Access Project charity helps poorer students go to university

 

education correspondent

Students from poorer backgrounds were celebrating today after winning places at prestigious Russell Group Universities with the help of a ground-breaking project that supplies free private tutors in deprived areas.

The charity, the Access Project, matches students from disadvantaged areas with high-flying graduates to act as tutors for weekly tutorials. These sessions aim to bridge the gap between the most affluent and least affluent students by boosting their grades and confidence and coaching them in interview skills.

Maksud Rahman, 18, will be the first member of his family to go to university after securing a place to study chemistry at UCL by scoring AAB in his A-levels yesterday. Maksud, who attended Central Foundation School in east London and whose parents came from Bangladesh, was tutored in maths by the managing director of a hedge fund and in chemistry by an accountant who had read chemistry at university. His education was disrupted when he went abroad for a year before his GCSEs.

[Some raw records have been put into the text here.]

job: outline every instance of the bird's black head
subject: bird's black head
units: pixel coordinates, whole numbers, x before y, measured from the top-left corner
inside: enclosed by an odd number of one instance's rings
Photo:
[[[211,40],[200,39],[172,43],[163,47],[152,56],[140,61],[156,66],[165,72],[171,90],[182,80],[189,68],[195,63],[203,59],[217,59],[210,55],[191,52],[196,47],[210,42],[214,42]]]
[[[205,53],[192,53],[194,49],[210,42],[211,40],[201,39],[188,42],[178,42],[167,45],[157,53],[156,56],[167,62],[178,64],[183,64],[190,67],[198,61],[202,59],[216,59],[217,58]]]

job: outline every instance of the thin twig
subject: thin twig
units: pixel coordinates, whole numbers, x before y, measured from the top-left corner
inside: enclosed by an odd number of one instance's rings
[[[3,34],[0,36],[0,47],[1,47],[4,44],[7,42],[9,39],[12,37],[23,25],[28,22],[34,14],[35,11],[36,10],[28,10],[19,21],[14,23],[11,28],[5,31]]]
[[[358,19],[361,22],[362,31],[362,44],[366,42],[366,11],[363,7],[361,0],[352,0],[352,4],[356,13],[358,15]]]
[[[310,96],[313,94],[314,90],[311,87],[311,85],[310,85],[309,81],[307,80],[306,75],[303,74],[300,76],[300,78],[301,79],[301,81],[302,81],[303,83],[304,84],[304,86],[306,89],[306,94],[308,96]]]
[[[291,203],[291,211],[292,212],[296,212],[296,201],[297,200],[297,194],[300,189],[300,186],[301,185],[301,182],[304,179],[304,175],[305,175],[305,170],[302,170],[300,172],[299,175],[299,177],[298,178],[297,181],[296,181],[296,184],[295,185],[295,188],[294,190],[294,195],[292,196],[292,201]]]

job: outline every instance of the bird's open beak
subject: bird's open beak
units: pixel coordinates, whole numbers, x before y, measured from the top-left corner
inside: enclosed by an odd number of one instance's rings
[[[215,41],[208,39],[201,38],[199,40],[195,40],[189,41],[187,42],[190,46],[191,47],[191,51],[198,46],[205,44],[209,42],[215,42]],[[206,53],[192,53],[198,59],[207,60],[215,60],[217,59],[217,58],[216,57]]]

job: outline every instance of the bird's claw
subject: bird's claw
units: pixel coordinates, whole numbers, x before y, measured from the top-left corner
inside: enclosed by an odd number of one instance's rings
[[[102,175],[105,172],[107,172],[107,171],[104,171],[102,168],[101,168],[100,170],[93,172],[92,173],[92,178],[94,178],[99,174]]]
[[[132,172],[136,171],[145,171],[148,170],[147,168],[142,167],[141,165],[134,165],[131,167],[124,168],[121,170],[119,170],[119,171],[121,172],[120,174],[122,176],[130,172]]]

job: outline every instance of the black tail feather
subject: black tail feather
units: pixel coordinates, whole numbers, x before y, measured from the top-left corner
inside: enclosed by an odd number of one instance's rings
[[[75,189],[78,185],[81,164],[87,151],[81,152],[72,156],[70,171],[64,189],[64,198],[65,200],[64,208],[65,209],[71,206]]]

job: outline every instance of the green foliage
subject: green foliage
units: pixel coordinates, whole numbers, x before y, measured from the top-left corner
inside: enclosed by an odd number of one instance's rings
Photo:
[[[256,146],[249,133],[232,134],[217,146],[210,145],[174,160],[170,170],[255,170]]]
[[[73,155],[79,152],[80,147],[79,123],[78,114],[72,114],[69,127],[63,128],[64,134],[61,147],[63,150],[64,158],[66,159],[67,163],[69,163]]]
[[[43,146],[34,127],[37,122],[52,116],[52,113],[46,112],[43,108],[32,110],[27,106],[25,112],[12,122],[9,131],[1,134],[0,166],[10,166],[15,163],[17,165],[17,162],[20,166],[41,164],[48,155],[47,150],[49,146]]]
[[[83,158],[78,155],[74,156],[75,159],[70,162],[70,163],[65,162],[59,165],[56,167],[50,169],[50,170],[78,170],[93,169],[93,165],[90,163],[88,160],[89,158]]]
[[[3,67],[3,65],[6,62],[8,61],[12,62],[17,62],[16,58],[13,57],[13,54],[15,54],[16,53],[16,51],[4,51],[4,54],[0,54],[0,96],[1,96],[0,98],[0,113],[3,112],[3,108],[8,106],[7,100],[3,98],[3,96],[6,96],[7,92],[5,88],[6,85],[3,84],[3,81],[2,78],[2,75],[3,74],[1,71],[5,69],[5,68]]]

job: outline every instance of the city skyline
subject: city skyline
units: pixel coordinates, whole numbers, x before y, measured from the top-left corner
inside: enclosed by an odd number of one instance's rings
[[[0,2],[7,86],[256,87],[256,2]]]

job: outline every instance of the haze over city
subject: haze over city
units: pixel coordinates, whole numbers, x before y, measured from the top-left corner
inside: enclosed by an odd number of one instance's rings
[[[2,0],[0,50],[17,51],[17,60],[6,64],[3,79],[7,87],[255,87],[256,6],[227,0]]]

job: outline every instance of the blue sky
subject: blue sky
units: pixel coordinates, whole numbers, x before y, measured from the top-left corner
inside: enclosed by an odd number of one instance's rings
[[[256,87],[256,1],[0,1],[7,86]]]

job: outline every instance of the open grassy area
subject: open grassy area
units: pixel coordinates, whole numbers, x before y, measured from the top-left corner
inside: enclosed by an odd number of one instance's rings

He said: “The project has been extraordinarily helpful. It has meant the difference between me getting an A and a C in maths. I would never have had the financial means to have a tutor.”

The charity works with schools where more than 30 per cent of pupils are on free schools meals, putting them in the 10 per cent most deprived in the country. It worked with more than 600 students from 13 schools in London and the West Midlands this year and provided private tuition for 86 final-year students sitting their A-levels this summer.

21 achieved their place at a highly selective “top third” university, with 16 having won a place at a prestigious Russell Group institution.